Gur (ancient Ardashir Khourreh or old Firoozabad) is an ancient site in Firoozabad city, Fars province. The city founded in the early third century AD by the order of Ardashir Babakan. At the time of its development, Gur was the capital of a part of Persian province of Ardeshir Khourreh. The layout of the city is circular in shape with two main diameters of four kilometers, with government buildings and courtyards. Gur is also the first circular city in Iran, and one of the first circular cities in the world. The ancient city of Gur now deserted and the current city of Firouzabad is three kilometers away.
Ardashir Babakan Palace
Ardashir Babakan Palace built during Sasanid era by Ardeshir Babakan, founder of Sasanid dynasty in the 3th century AD. Ardashir Babakan Palace is one of the historical and tourist attractions of Firouzabad as one of Sassanid Archaeological Landscape Of Fars.
The palace has nested halls, and after more than 1800 years, plastering the upper part of its inner walls stayed invulnerable. On the east side of the palace, there are four large dome-shaped buildings like Qal’eh Dokhtar. Part of the ceiling of the dome is open at the size of a circle about one meter in diameter. On the north side, outside the palace wall, a fountain guards from the soil, and a natural pool in front of the fountain has emerged. Rudy passes by the eastern wall of the palace which underpins the development of the city of Gur and Sasanid palace.

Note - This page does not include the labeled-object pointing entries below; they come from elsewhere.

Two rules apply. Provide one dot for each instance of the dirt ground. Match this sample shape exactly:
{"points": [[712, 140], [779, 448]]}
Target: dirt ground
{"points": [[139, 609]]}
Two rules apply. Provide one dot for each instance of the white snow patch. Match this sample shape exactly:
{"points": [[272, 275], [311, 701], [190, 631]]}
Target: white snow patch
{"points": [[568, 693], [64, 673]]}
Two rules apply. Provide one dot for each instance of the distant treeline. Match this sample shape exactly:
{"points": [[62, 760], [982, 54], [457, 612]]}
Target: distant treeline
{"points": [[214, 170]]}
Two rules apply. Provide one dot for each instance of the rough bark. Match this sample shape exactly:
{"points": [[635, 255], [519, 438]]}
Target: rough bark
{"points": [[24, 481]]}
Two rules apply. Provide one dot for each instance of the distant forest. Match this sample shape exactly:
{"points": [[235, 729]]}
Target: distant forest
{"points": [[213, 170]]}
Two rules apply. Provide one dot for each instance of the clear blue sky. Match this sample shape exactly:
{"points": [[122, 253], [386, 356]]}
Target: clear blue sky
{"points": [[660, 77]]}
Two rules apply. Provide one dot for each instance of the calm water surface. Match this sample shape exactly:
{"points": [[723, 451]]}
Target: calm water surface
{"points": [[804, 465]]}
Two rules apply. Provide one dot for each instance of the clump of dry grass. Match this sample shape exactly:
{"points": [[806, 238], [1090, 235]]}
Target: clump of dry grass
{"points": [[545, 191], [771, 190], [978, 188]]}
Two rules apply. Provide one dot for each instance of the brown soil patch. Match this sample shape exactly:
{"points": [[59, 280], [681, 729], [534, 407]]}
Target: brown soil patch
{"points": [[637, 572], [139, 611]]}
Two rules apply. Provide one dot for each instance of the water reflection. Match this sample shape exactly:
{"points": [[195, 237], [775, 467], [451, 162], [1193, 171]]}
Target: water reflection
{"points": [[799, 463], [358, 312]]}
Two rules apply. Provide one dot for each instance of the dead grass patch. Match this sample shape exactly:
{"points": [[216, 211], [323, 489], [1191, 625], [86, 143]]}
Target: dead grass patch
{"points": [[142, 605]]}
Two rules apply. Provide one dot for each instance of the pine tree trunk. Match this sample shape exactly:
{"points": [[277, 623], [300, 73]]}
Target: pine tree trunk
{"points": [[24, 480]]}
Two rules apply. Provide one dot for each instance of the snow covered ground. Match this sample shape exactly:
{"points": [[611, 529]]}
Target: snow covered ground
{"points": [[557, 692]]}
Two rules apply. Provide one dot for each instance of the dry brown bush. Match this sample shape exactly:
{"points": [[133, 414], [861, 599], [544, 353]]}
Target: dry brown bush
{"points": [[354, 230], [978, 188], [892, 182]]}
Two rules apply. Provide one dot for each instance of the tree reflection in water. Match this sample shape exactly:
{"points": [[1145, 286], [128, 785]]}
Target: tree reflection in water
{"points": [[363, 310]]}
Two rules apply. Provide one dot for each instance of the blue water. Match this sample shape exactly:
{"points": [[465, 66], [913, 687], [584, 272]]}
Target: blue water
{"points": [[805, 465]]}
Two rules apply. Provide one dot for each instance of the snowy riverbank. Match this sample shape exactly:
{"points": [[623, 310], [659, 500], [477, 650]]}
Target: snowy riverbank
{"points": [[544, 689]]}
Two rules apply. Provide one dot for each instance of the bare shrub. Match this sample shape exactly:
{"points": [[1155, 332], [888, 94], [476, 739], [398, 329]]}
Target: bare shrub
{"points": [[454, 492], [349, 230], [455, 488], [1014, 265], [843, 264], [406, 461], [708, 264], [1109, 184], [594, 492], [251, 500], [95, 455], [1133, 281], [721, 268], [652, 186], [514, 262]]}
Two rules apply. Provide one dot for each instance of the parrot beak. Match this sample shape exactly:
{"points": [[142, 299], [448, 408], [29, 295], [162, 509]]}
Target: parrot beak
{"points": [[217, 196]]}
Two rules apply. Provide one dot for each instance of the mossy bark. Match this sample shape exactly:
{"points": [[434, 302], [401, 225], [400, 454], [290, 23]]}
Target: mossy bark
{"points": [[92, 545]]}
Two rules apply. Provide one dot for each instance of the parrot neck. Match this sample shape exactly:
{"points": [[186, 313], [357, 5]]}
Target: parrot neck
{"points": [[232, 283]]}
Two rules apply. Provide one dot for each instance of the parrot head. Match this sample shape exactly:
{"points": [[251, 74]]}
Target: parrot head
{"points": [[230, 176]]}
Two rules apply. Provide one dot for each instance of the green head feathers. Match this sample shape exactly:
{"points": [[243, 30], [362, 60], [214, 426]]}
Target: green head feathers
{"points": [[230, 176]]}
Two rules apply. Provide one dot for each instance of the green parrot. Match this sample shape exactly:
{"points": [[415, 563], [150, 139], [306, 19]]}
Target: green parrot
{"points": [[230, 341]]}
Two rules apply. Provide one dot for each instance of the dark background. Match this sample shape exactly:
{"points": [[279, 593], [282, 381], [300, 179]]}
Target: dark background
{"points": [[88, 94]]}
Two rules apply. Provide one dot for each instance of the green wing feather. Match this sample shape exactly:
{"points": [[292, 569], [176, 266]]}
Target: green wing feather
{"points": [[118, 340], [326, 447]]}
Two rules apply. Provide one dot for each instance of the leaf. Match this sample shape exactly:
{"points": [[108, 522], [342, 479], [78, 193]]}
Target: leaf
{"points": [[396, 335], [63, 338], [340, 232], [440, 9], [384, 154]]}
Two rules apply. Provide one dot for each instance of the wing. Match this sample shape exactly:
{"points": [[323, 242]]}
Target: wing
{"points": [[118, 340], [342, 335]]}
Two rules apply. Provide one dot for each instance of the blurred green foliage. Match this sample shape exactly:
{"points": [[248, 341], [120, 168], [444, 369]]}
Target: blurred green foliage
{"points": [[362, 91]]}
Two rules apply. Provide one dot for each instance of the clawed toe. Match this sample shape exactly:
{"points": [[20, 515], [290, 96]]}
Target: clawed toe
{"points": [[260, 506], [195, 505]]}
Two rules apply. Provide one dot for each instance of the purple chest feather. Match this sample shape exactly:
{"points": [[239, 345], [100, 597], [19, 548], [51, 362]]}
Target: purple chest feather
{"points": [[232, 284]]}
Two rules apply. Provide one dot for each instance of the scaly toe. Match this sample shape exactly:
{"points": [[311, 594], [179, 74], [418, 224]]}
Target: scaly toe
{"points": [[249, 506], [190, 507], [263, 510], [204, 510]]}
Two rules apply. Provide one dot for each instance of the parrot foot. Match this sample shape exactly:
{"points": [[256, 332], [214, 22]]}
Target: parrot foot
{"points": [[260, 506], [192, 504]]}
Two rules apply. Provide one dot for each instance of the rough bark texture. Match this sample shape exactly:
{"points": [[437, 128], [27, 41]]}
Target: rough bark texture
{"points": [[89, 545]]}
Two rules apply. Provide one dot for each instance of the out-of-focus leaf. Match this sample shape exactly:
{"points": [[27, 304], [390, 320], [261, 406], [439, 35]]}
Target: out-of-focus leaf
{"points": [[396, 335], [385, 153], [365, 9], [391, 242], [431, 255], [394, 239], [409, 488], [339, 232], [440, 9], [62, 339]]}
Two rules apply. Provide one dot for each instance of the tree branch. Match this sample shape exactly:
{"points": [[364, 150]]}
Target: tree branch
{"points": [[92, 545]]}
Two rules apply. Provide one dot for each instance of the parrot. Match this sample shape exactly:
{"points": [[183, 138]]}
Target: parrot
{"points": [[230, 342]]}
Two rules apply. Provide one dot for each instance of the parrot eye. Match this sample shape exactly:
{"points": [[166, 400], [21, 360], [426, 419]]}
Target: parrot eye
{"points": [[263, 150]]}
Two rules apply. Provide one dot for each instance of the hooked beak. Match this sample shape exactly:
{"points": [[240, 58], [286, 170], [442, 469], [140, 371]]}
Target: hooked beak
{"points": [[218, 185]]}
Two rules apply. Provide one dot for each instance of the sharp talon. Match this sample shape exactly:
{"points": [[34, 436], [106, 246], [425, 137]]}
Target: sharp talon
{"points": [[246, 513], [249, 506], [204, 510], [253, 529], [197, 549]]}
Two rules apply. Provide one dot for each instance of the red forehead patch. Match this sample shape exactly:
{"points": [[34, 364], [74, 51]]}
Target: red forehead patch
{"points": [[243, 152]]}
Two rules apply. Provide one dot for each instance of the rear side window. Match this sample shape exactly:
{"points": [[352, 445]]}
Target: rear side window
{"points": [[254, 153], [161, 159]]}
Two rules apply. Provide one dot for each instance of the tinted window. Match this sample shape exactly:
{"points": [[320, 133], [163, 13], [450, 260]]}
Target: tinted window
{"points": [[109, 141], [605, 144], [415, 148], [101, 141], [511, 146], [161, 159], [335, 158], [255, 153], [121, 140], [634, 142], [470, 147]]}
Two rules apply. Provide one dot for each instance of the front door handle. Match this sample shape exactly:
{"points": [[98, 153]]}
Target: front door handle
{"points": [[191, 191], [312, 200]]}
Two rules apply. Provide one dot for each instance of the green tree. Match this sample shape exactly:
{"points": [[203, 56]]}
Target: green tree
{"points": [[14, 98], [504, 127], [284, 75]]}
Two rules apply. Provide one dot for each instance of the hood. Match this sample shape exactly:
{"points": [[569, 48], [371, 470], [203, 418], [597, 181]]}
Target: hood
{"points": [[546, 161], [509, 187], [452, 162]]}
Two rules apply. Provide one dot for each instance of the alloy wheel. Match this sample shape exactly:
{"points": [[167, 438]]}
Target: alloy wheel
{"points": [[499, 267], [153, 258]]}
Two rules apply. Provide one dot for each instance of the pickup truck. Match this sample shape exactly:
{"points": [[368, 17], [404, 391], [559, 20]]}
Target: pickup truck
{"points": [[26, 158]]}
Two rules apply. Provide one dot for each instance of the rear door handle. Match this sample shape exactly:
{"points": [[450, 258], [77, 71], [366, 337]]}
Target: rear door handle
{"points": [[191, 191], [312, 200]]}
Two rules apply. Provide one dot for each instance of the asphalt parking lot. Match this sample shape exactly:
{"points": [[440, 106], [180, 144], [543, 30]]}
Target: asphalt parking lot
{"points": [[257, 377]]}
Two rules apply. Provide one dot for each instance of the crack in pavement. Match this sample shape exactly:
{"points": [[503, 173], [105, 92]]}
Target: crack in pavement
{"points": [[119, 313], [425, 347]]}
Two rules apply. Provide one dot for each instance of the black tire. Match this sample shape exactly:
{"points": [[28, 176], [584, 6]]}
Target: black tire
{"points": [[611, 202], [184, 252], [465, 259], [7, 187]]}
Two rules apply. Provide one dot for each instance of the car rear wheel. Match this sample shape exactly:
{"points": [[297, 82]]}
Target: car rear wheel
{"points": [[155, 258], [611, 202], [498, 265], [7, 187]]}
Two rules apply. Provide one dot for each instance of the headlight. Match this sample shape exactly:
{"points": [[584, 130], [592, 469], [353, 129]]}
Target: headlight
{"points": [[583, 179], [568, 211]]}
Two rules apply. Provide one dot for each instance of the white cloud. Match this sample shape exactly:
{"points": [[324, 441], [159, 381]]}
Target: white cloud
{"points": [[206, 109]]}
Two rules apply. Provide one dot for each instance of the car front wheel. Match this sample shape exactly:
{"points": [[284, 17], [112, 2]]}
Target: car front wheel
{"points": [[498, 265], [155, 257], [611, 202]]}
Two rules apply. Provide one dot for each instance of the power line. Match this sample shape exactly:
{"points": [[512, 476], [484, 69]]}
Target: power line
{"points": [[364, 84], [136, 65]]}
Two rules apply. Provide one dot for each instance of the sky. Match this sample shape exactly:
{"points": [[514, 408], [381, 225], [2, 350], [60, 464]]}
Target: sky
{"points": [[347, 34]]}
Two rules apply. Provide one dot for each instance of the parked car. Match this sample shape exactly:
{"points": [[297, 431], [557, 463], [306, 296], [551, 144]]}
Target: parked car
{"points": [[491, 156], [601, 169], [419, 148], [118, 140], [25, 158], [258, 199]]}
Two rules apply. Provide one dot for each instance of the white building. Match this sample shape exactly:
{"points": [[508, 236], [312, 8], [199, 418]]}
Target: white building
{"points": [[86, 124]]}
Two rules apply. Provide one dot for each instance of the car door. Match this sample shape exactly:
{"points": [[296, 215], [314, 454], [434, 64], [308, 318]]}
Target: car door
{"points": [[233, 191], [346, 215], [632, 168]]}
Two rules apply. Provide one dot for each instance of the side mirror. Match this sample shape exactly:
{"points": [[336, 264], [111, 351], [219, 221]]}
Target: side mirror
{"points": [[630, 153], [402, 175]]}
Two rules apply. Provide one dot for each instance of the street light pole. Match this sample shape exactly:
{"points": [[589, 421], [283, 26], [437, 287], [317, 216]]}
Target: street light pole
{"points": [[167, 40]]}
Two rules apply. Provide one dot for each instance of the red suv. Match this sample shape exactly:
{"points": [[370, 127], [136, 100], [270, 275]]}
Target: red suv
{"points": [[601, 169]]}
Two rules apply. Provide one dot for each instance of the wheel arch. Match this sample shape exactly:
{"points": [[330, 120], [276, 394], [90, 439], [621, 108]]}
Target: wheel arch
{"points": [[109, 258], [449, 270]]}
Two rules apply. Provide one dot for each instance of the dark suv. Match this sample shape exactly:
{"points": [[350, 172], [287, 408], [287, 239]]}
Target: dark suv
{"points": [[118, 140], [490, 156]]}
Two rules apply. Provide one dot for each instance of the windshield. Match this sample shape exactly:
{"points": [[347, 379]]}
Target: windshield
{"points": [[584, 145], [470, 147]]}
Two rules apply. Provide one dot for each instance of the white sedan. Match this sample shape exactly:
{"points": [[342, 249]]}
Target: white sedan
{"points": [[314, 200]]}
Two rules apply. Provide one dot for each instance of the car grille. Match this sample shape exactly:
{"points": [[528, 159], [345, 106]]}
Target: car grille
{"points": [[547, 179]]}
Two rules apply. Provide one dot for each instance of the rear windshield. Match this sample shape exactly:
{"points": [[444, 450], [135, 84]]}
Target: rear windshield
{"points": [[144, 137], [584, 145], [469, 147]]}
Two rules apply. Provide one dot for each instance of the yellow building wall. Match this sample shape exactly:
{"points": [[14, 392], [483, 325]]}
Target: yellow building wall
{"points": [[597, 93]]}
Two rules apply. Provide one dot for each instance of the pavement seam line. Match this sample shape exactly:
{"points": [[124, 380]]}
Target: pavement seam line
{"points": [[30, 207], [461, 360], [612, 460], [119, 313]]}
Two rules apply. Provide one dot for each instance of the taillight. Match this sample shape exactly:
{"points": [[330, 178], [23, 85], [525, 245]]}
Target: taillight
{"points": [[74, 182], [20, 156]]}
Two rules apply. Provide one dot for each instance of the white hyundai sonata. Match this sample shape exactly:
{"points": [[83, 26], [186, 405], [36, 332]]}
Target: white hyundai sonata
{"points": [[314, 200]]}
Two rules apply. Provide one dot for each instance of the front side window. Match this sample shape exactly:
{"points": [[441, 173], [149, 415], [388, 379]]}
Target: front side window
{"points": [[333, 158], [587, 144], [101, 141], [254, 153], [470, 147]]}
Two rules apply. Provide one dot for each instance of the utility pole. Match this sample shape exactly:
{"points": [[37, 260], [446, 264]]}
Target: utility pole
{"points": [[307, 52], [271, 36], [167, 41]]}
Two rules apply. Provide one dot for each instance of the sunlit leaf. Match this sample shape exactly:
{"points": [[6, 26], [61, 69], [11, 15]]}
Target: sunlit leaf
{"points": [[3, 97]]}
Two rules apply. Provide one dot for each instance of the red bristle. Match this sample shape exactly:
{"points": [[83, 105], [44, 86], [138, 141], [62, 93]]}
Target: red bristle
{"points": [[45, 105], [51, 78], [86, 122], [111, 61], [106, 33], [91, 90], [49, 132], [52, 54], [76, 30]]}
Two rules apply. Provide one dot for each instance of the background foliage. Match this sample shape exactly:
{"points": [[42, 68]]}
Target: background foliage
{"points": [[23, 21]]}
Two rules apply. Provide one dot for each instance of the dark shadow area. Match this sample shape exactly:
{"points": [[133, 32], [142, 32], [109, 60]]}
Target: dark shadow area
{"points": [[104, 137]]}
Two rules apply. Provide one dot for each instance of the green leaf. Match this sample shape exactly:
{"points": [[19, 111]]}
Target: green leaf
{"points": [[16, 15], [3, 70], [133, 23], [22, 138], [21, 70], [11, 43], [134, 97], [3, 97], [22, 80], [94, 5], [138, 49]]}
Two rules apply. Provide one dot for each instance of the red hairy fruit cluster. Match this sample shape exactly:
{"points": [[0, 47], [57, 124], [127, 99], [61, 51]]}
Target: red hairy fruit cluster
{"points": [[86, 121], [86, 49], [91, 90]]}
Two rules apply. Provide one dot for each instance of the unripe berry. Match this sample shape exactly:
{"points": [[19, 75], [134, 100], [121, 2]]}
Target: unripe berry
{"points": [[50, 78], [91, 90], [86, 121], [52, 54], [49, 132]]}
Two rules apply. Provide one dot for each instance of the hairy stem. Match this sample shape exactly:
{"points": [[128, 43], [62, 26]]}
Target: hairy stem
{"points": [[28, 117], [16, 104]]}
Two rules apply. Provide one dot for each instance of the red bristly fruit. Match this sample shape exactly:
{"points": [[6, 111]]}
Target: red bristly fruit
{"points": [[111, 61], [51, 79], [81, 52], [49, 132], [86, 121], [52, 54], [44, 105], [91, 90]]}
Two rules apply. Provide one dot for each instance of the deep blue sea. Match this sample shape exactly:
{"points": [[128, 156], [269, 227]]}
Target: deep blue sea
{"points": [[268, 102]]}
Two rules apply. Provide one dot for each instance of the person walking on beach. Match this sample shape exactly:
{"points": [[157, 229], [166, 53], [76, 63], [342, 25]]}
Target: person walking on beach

A little upper There is a fire house for religious ceremonies. The presence of four natural elements of water, wind, soil and fire has given this region special prominence.
Bishabour is one of the ancient cities of Iran in central part of Kazeroon and Fars province, built during Sassanid era. Today the ruins remains today.Finally it registered at UNESCO World Heritage Site in Bahrain in 2017 June 30th as Sasanid Archaeological Landscape Of Fars.
Bishapur is one of the oldest cities with a history of stone writing. Bishapur has been a city of design and engineering for its time. Bishapur has been the capital of the Ardashir-Khwarrah state and kiln. Bishapur had been inhabited until seventh century AH, and was subsequently destroyed. Bishapur is a treasure trove of valuable Sasanian artifacts such as Anahita Temple.
Sarvestan palace of Sassanid Archaeological Landscape Of Fars
Sassanid Archaeological Landscape Of Fars include a Sassanid palace complex of Sarvestan which located in Fars province, 9 km south of Sarvestan city, and Tazang neighborhood. The palace made of stone and gypsum. A square porch forms the central part of it, measuring 13 meters long, and width and 18 meters high. It also has a dome in the center and courtyard.
It is similar to Firouzabad palace and smaller than it. Its dome arches are brick. This is one of the most magnificent Sassanid palaces, and includes an entrance porch and a dome in the center and courtyard. The palace has a more sophisticated architecture, and plan than any other building in that period.
Shapur Cave is at the bottom of Chogan valley and four kilometers from Bishapour in Kazerun, the most important Sassanid capital, about 800 meters high and about 30 meters wide. There is a statue of Shapur I (second Sasanian king) at the mouth of cave which is why it has become known as Shapur. The statue of Shapur carved from a giant abstract pillar that existed in the cave, and has been around for the past 1700 years and is the only remaining statue from antiquity that is about 7 meters high. Over the years, the statue’s head is still healthy, but its two arms broken. The statue was overturned which was replaced by the army in year 1958. The statue shows Shapur standing.